A desire for stability also means people root for lawyers, editors and a few good cadres working to change the system from within, but reserve far less tolerance for radicals, rebels and traitors. The Communist Party seems remarkably confident of the success of this social process. Recently, it passed on a chance to put away perhaps a sworn foe.

Lawyer Gao Zhisheng, whom I wrote about when he was detained in August, was convicted several weeks ago of inciting to subvert state power. A court in Beijing could have put him away for many years. Instead, it placed him on probation with a suspended three-year term.

Gao, himself born a peasant in a cave, was an all-around defender of the oppressed: from farmers stripped of their land and labor and legal activists deprived of their rights to underground Christians and Falun Gong faithful. He wrote caustic letters to the leadership on behalf of FLGers allegedly tortured at reeducation camps and for a time, spoke daily to the Epoch Times, the U.S.-based Falun Gong-sponsored paper. By the standards of 1950’ s America, Gao was guilty

Why did he get off so lightly? The official reason was that he cooperated by coughing up evidence related to others’ cases. But last time I spoke to Gao, he was fully resigned to doing hard time. He craved jail as stage along his path of non-violent resistance toward a democratic future. He consciously compared his condition to Gandhi’s. By jailing him, in effect, the government would have given him what he wanted.

But, as a well-known opposition figure wasting in jail, Gao might have become much more dangerous than as a human tracking device shadowed round the clock by the international human rights community and his supporters in China. Perhaps more importantly, by the time of his detention, Gao had already managed to alienate much of the liberal community in Beijing . He was no longer a rallying point so much as a polarizing figure. Once the state news wire spread the word that he jeopardized others’ freedom for the sake of his own cause, he became even more suspect. After all, his radicalism was already the chief criticism of Gao among dissident peers. Many ultimately advocate incrementalism, and compartmentalization of different rights issues

“If you oppose the position of the Communist Party, then you think it’s right to hate authorities and love freedom. But in a lot of the work for democracy in China , our hate toward the Communist Party surpasses our love of freedom,” commented Wang Yi, an intellectual democracy activist who teaches law in Chengdu, in an interview weeks before Gao’s detention.

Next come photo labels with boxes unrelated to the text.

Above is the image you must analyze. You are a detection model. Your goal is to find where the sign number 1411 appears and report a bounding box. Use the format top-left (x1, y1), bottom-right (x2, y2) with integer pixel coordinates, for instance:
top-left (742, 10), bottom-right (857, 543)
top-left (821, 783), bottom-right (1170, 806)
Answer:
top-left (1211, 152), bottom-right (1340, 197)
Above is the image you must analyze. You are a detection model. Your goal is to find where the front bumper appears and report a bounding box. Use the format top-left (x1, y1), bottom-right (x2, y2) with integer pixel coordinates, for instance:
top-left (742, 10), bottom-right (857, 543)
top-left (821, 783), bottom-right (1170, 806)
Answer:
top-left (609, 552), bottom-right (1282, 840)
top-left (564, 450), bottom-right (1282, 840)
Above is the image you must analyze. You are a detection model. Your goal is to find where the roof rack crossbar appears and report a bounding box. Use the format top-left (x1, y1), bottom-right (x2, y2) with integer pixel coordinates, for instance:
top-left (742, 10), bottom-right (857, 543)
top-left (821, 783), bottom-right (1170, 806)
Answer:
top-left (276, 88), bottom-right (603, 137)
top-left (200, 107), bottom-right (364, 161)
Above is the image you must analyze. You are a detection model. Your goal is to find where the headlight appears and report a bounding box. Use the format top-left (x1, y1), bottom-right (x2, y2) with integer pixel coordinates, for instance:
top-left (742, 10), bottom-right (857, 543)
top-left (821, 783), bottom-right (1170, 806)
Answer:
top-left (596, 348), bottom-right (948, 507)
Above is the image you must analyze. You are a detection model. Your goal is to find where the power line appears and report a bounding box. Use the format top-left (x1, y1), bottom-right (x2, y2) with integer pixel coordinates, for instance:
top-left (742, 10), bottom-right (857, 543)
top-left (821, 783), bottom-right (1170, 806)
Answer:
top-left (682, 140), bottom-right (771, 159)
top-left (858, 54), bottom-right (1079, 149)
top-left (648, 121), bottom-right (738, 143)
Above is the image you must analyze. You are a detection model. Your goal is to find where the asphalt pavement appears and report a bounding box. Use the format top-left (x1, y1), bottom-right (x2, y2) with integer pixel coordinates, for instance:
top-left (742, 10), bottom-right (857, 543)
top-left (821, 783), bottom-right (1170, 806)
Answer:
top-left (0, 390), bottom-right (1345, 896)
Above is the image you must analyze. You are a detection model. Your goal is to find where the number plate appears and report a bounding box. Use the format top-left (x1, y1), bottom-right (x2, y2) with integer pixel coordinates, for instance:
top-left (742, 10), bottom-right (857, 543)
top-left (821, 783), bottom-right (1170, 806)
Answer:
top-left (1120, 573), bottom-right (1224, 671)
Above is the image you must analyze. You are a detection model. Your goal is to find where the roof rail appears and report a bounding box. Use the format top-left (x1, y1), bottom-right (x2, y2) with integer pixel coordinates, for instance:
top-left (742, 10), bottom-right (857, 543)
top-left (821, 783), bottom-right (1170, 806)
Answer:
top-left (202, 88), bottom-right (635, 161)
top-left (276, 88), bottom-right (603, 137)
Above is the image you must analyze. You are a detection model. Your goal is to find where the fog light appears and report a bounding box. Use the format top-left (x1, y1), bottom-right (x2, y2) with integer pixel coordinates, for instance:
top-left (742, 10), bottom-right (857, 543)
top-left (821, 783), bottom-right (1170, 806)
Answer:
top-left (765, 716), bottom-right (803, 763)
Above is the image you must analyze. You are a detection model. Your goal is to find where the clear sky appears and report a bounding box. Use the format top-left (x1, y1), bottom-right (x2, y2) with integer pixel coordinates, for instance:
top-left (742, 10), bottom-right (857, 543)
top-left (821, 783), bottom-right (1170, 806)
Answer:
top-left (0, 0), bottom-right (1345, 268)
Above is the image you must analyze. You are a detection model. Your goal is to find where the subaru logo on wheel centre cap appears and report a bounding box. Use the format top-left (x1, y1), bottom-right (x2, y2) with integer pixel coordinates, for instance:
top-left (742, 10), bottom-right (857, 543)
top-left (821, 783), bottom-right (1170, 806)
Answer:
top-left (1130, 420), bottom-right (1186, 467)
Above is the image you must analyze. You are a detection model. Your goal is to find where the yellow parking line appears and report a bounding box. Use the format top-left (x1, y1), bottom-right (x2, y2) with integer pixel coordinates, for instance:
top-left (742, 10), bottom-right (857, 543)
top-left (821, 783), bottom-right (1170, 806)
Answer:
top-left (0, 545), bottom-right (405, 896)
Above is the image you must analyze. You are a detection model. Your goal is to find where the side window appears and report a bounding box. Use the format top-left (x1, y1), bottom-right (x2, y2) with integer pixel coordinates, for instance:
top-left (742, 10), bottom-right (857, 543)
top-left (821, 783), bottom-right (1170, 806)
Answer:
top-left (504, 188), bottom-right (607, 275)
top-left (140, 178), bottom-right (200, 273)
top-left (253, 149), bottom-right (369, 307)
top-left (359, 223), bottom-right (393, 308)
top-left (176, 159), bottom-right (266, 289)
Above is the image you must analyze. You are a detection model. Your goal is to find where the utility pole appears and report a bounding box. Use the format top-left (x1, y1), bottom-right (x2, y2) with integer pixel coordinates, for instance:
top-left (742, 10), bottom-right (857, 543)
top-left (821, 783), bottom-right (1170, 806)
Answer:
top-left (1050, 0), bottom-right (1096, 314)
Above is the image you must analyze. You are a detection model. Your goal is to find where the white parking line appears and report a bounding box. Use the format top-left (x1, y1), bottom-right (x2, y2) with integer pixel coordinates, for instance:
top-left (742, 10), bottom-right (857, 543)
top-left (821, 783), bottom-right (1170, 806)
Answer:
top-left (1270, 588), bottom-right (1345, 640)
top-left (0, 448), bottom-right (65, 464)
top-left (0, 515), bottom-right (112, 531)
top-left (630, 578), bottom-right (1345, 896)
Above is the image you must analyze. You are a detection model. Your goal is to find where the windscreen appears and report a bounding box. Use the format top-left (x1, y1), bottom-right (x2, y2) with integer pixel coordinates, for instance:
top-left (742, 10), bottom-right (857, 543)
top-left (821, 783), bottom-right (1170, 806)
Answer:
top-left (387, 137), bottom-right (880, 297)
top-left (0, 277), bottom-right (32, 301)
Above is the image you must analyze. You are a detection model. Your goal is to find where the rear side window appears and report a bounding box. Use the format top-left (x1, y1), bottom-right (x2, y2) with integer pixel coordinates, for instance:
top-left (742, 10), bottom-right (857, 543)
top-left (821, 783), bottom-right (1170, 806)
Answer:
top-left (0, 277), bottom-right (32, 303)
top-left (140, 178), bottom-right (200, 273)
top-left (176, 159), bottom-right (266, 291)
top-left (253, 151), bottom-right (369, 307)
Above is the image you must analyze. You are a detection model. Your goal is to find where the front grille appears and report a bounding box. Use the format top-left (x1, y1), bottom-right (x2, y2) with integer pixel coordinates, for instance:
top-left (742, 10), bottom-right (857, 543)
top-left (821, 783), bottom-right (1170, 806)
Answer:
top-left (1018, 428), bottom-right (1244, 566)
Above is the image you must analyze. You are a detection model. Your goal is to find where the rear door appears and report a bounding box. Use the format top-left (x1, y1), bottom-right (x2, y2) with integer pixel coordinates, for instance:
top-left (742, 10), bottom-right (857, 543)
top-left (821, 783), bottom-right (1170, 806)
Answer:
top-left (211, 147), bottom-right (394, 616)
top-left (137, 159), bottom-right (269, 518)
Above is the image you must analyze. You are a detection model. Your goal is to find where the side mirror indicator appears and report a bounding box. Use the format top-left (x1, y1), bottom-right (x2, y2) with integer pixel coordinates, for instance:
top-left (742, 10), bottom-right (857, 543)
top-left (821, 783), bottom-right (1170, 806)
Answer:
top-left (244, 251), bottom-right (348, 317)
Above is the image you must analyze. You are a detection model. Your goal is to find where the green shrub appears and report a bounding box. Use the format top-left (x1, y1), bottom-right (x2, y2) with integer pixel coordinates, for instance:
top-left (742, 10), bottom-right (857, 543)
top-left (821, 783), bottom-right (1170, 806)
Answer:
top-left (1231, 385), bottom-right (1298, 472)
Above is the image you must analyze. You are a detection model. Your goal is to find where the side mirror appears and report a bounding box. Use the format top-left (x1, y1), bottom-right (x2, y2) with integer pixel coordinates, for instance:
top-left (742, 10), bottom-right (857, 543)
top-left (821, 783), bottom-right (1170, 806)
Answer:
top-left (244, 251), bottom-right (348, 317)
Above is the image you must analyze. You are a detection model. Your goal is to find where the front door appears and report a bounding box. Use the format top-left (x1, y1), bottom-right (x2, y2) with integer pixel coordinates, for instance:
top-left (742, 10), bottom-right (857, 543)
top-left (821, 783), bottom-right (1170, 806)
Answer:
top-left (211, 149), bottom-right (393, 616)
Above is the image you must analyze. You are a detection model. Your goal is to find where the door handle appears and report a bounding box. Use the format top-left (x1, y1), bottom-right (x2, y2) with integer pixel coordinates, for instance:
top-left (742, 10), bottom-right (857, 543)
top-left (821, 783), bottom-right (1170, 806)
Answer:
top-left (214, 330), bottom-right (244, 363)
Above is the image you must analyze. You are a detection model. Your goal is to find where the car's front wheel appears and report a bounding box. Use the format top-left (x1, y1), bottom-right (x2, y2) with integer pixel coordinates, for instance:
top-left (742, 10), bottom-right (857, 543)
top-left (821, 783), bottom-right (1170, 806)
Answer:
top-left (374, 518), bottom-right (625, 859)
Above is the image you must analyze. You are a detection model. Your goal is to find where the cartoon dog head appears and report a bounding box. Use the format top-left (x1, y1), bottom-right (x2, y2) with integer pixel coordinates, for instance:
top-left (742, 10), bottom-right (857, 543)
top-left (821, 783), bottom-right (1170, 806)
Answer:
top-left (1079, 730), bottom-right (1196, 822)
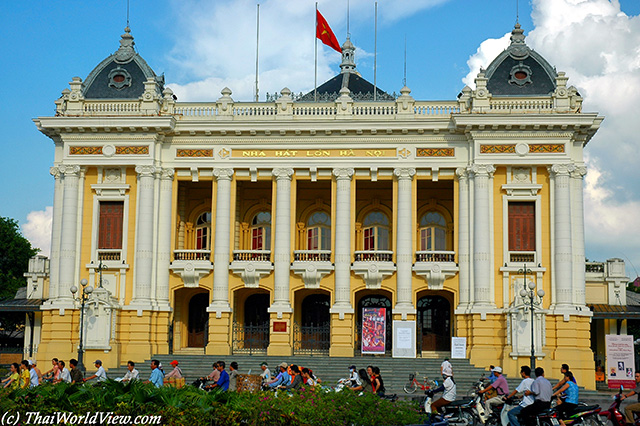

He was making reference to a clique of “rights defenders” led by Gao.

Throught the ages, Confucian values have trained each successive rebel savior to da tianxia – or claim a moral right under heaven, to lead the people. Mao and his Revolution were no different. What about Gao? “Even democratic causes become exaggerated in the same way as the Communist Party,” said Wang, making an argument for people’s right to stability.

Still, even a partly free Gao ahead of the Olympics and the attention that he’ll be able to garner outside China is a risky proposition for Beijing. On the day new rules went into effect easing restrictions on foreign correspondents, Gao and his family where whisked away. Destination unknown.